H2: Solving the Equation Step-by-Step

H3: Step 1: Rearrange the terms

To begin, let's subtract 12w from both sides of the equation:

12w - 27 - 12w = -34 + 14w - 12w

This simplifies to:

-27 = -34 + 2w

H3: Step 2: Isolate the variable term

Next, we add 34 to both sides to isolate the term with w:

-27 + 34 = -34 + 2w + 34

This gives us:

7 = 2w

H3: Step 3: Solve for w

Finally, we divide both sides by 2 to solve for w:

7 / 2 = 2w / 2

Therefore,

w = 7/2

So, the solution to the given equation is w = 7/2 or 3.5. This value is the key to identifying equivalent equations. Any equation that shares this solution is considered equivalent to the original equation. The process of solving for w involved a series of algebraic manipulations, each designed to simplify the equation while preserving its fundamental equality. Subtracting 12w from both sides allowed us to consolidate the w terms on one side. Adding 34 to both sides then isolated the term containing w. Finally, dividing by 2 revealed the value of w. Each step is crucial, and understanding the rationale behind each manipulation is essential for mastering equation-solving skills. This methodical approach not only leads to the correct solution but also builds a strong foundation for tackling more complex algebraic problems.
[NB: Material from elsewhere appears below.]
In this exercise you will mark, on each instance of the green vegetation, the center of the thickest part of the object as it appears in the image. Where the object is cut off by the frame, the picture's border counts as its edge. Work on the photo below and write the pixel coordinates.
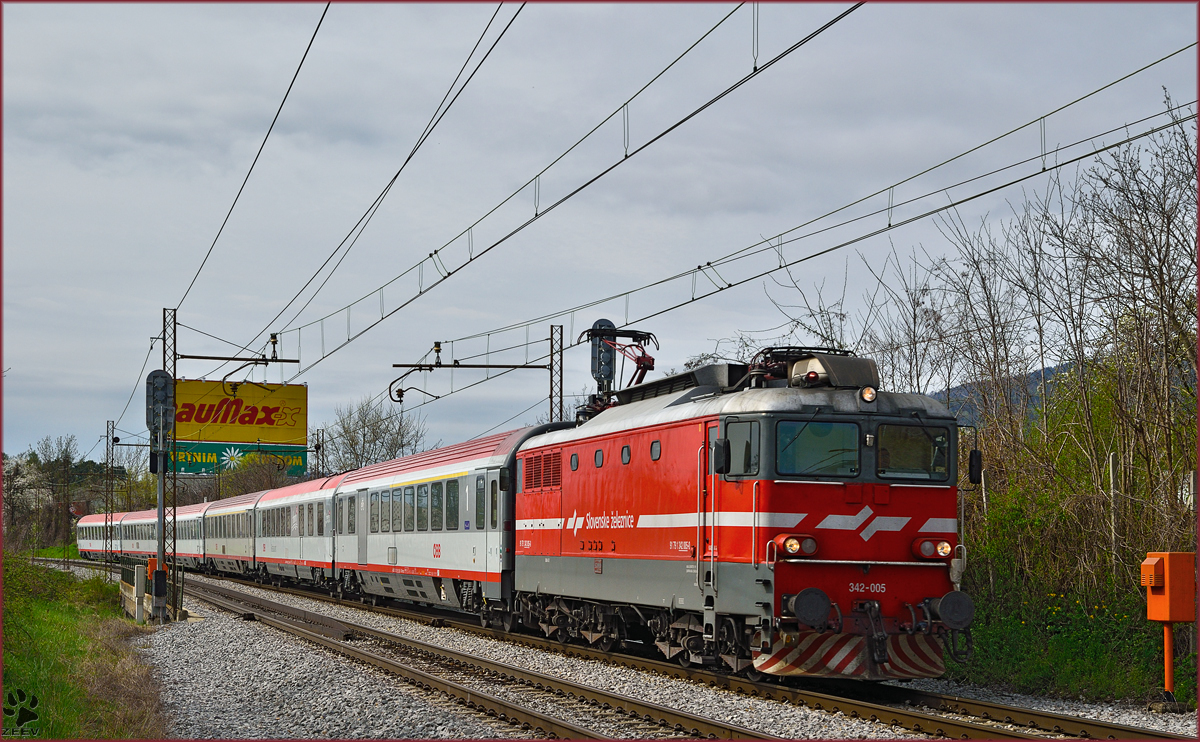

H2: Identifying Equivalent Equations

Now, we need to determine which of the given options has the same solution, w = 7/2.

H3: Option A

The first option is:

9/7 w = 13/14 w + 2

Let's solve this equation for w.

H4: Step 1: Eliminate fractions

Multiply both sides by the least common multiple (LCM) of 7 and 14, which is 14:

14 * (9/7 w) = 14 * (13/14 w + 2)

This simplifies to:

18w = 13w + 28

H4: Step 2: Isolate the variable term

Subtract 13w from both sides:

18w - 13w = 13w + 28 - 13w

This gives us:

5w = 28

H4: Step 3: Solve for w

Divide both sides by 5:

w = 28/5

Since 28/5 is not equal to 7/2, Option A is not equivalent.

H3: Option B

The second option is:

-5/6 w + 2 = 13/3 - 1/6 w

Let's solve this equation for w.

H4: Step 1: Eliminate fractions

Multiply both sides by the LCM of 6 and 3, which is 6:

6 * (-5/6 w + 2) = 6 * (13/3 - 1/6 w)

This simplifies to:

-5w + 12 = 26 - w

H4: Step 2: Rearrange the terms

Add 5w to both sides:

-5w + 12 + 5w = 26 - w + 5w

This gives us:

12 = 26 + 4w

H4: Step 3: Isolate the variable term

Subtract 26 from both sides:

12 - 26 = 26 + 4w - 26

This gives us:

-14 = 4w

H4: Step 4: Solve for w

Divide both sides by 4:

w = -14/4 = -7/2

Since -7/2 is not equal to 7/2, Option B is not equivalent. The process of solving these equations highlights the importance of careful algebraic manipulation. Each step, from eliminating fractions to isolating the variable, must be executed precisely to arrive at the correct solution. The comparison of the solutions obtained for Options A and B with the solution of the original equation (w = 7/2) demonstrates that neither of these options is equivalent. This underscores the need to solve each equation independently to determine its solution and then compare it with the solution of the given equation. The methodical approach used here, involving LCM multiplication to clear fractions and strategic addition and subtraction to isolate the variable, is a valuable technique for solving a wide range of linear equations. This skill is not only essential for academic success but also for various practical applications where equations need to be solved accurately.

H2: Conclusion

In conclusion, we solved the given equation 12w - 27 = -34 + 14w and found the solution to be w = 7/2. By solving the other equations, we determined that neither Option A nor Option B has the same solution. This exercise demonstrates the importance of accurately solving equations and comparing solutions to identify equivalent equations. Mastering the techniques of solving linear equations is a critical skill in mathematics, laying the foundation for more advanced algebraic concepts and problem-solving scenarios. The ability to manipulate equations, isolate variables, and identify equivalent forms is not only valuable in academic settings but also in various real-world applications where mathematical models are used to represent and solve problems.